LG Display’s relationship with Apple Inc. was a significant factor in its most recent earnings results, but the market seems split on whether that is an asset or a liability.
Some analysts say LG Display, which reported a net profit of $3.1 million for its March quarter, got a “boost” from Apple. The display company reported a loss in the comparable year-ago period.
Others, including Reuters, say LG was “hamstrung” by the relationship. LG Display reported an operating profit of $135 million, the news agency reports, which topped forecasts. However, Reuters added, earnings sank 74 percent below the results for the fiscal first quarter, the lowest level since LG's return to profitability.

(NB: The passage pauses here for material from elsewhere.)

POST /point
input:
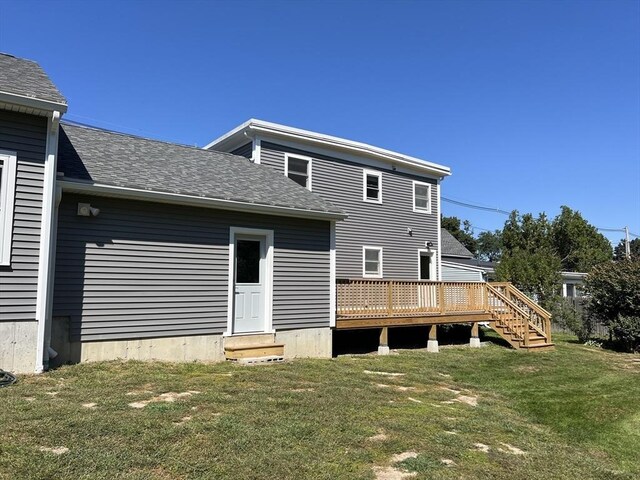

The dour quarter was blamed on a seasonal slowdown in demand and weaker sales to Apple, which accounts for around 30 percent of LG's revenues, according to analysts. LG supplies display screens for Apple's mobile devices.
Apple is a demanding customer and sources displays from only and handful of suppliers, including Samsung Display and Sharp. Analysts said LG Display is expected to generate about two-fifths of operating profit this year from sales to Apple, and it has to widen its client base for longer-term growth. However, LG is well-positioned to pick up additional business from Apple if Apple’s relationship with Samsung continues to decline in light of patent litigation between the two consumer giants.
Analysts said sales of organic light-emitting-diode displays, the next-generation display technology, are unlikely to drive LG Display’s earnings anytime soon because the company has yet to boost production yields. LG Display makes OLED screens for 55-inch television sets for LG Electronics.